Autre point de vigilance à avoir à l’esprit : les cycles de progression des femmes au sein des entreprises. Interrogez-vous lorsque vous constatez que la carrière d’une collaboratrice stagne : est-ce voulu de sa part ou est-ce parce qu’on ne lui a pas offert d’opportunité d’évolution ?
Quant à l’hypothèse d’instaurer des quotas dans les instances dirigeantes des entreprises, la CTO de Padok juge que « cela va permettre à un lot de femmes compétentes de pénétrer dans une sphère à laquelle elles n’auraient pas eu accès autrement. J’espère cependant que ce ne sera que transitoire ».

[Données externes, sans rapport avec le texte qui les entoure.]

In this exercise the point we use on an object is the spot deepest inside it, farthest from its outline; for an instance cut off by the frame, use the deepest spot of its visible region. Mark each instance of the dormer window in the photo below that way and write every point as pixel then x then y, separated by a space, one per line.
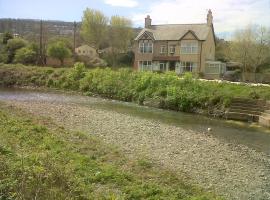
pixel 146 47
pixel 162 49
pixel 172 49
pixel 189 47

5. Eduquer dès le plus jeune âge à l’égalité professionnelle
Enfin, Aurore Malherbes prône de traiter les racines du mal en misant sur une éducation des petits garçons et des petites filles non biaisée et non genrée.
« Pour choisir une filière d’orientation les petites filles ont besoin d’avoir en ligne de mire un métier dans lequel elles peuvent se projeter. C’est important de montrer dès le plus jeune âge que des femmes sont épanouies dans leur job, même s’il est perçu comme non féminin », estime la chef d’entreprise, qui encourage les interventions dans les collèges et les lycées pour présenter certains métiers.